大気観測はCOVID-19 感染拡大による二酸化炭素排出減少を捉えられるか?

特集 温室効果ガスや大気汚染物質の排出実態を迅速に把握する
【研究ノート】

遠嶋 康徳

温室効果ガスの大気観測が目指すもの

 米国の故チャールズ・キーリング博士が大気中の二酸化炭素(CO2)濃度の精密測定をハワイ・マウナロア島と南極点で開始し、その増加傾向を世界で初めて明らかにしてから60年以上の月日が経過しました。彼の発見は温室効果ガスの増加による地球温暖化に警鐘を鳴らすことになったのですが、その懸念は今や現実のものになろうとしています。温室効果ガスの精密観測はその後世界各地で実施され、地上での観測だけでなく船舶や航空機、さらに近年では人工衛星を用いることで、地球をくまなく観測する体制が整ってきました。一方、2015年末に採択されたパリ協定では、全球平均気温上昇幅を産業革命前と比べて2℃未満(可能な限り1.5℃未満)とするために、今世紀後半までに人為的な温室効果ガスの排出量を実質的にゼロにすることが合意されました。これにより各国は温室効果ガス排出量の削減が義務付けられたわけですが、各国が約束した排出削減量を検証するための科学的な知見をもたらすことも大気観測に期待されるようになってきました。つまり、単に大気中の濃度増加をモニターするだけでなく、国別・地域別に排出量の削減量を検証することも大気観測のミッションとして求められているのです。

COVID-19の影響を捉えることはできるのか?

 ところが我々人類は地球温暖化とは別の問題に直面することになりました。2019年12月に中国武漢で最初に確認された新型コロナウイルス感染症(COVID-19)は瞬く間に中国全土、さらには世界中に拡大し、パンデミックの恐ろしさを思い知ることになったのです。各国は大規模な都市封鎖やワクチン接種等の対策を進めていますが、完全な感染終息にはまだ時間が必要な状況です。ところで、各国はCOVID-19の拡大阻止のために都市封鎖や社会・経済活動の一時的な制限を課すことで対応しましたが、こうした対策は化石燃料起源CO2の排出量を減少させたと推定されました。そして研究者の間では、果たして大気観測はこうしたCO2排出量の減少をきちんと捉えることができたのか、ということが大きな問題となったのです。

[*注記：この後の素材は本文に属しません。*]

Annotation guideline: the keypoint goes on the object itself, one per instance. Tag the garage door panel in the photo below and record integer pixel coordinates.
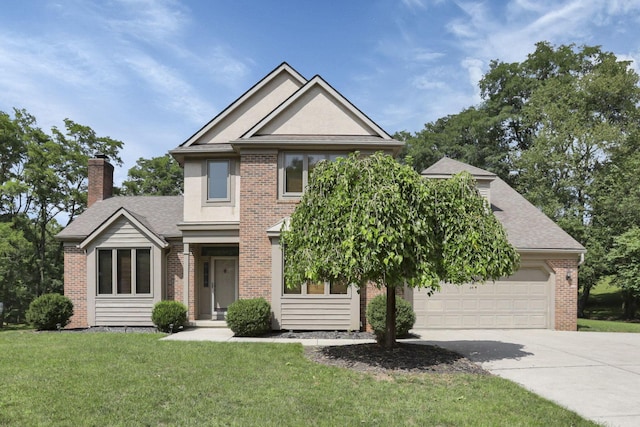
(521, 301)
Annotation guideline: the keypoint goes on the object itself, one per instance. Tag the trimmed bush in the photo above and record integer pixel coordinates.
(50, 310)
(249, 317)
(377, 316)
(167, 313)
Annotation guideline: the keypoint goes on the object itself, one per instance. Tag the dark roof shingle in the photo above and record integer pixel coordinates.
(160, 213)
(527, 227)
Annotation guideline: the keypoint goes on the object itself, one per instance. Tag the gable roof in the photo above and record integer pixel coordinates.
(139, 222)
(158, 214)
(284, 109)
(280, 75)
(528, 228)
(319, 99)
(446, 167)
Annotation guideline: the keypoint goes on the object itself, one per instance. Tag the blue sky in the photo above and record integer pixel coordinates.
(152, 72)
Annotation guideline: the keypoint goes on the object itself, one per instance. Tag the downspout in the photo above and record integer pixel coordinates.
(185, 276)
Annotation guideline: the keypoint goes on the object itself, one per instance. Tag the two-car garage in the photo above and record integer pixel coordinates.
(524, 300)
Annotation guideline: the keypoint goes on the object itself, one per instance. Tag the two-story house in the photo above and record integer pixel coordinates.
(244, 172)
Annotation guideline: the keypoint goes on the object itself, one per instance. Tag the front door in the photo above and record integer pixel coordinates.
(224, 283)
(219, 287)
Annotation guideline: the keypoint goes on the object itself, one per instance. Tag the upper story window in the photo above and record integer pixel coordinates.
(219, 180)
(297, 168)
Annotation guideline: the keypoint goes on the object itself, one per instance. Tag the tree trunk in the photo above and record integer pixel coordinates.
(629, 305)
(390, 326)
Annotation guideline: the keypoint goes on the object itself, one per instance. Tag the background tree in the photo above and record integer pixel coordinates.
(158, 176)
(556, 121)
(624, 259)
(472, 136)
(372, 219)
(43, 179)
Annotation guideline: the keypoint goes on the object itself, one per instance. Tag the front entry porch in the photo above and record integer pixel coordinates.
(217, 287)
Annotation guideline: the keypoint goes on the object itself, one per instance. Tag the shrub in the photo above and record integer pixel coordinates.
(377, 316)
(249, 317)
(50, 310)
(167, 313)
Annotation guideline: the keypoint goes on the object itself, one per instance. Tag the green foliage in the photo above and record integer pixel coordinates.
(371, 219)
(562, 128)
(249, 317)
(43, 176)
(158, 176)
(50, 310)
(169, 316)
(377, 316)
(624, 259)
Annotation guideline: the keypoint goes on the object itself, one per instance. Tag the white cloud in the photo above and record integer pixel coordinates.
(173, 93)
(149, 20)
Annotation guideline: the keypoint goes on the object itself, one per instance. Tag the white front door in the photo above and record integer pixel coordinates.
(225, 283)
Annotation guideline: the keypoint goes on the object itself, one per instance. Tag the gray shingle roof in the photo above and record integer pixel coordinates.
(160, 214)
(527, 227)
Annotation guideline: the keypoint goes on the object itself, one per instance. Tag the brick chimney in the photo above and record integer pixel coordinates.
(100, 179)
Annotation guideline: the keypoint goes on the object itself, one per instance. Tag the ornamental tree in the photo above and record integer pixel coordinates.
(371, 219)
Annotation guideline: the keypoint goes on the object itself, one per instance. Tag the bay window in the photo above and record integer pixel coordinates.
(124, 271)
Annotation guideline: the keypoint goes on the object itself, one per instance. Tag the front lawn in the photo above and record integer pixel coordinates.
(604, 311)
(78, 379)
(591, 325)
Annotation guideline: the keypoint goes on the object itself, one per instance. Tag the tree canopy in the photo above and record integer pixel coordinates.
(158, 176)
(554, 126)
(43, 179)
(371, 219)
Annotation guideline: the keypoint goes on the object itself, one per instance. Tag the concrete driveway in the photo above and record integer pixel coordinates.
(595, 374)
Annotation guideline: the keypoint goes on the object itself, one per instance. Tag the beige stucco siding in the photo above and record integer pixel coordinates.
(196, 207)
(252, 110)
(316, 113)
(122, 310)
(317, 313)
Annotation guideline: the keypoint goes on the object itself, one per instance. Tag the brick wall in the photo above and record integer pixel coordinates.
(175, 276)
(566, 293)
(75, 284)
(259, 210)
(174, 273)
(100, 182)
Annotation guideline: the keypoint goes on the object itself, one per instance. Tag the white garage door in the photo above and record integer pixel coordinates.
(523, 300)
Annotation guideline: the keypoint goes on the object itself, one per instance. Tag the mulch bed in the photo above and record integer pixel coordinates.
(404, 358)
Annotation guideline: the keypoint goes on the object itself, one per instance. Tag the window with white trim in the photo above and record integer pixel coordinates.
(124, 271)
(296, 168)
(318, 288)
(219, 180)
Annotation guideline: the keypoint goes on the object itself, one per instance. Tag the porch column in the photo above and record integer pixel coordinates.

 しかし、考えてみるとこれはなかなか難しい問題です。例えば、マウナロアでのCO2の観測結果からCOVID-19の影響を検出することができるかどうか考えてみましょう。現在、化石燃料の燃焼によって排出するCO2の量は世界全体で年間約370億トンですが、今回のCOVID-19の影響によっておよそ7%程度減少したと推定されています。仮に10%減少したとしてこれを大気中の濃度に換算すると約0.5ppmの減少に相当します。つまり、マウナロアで観測されるCO2濃度が予想よりも0.5ppm低いことを示すことはできるか、という問題になります。しかし、大気中のCO2濃度は化石燃料の燃焼からの排出だけでなく、海洋や陸上生態系の吸収・放出量のバランスで決まります。こうした自然の吸収・放出量は大きな季節変動に加えて年々変動もしているため、0.5ppmの違いを検出するのは至難の業です。COVID-19の影響がある場合とない場合で予想された大気中CO2濃度と実際の観測結果を比較した図が英国気象庁のホームページに掲載されていますので、そちらをご覧いただくと、このことがよく分かると思います。(https://www.metoffice.gov.uk/research/news/2021/record-co2-levels-despite-lower-emissions-in-2020)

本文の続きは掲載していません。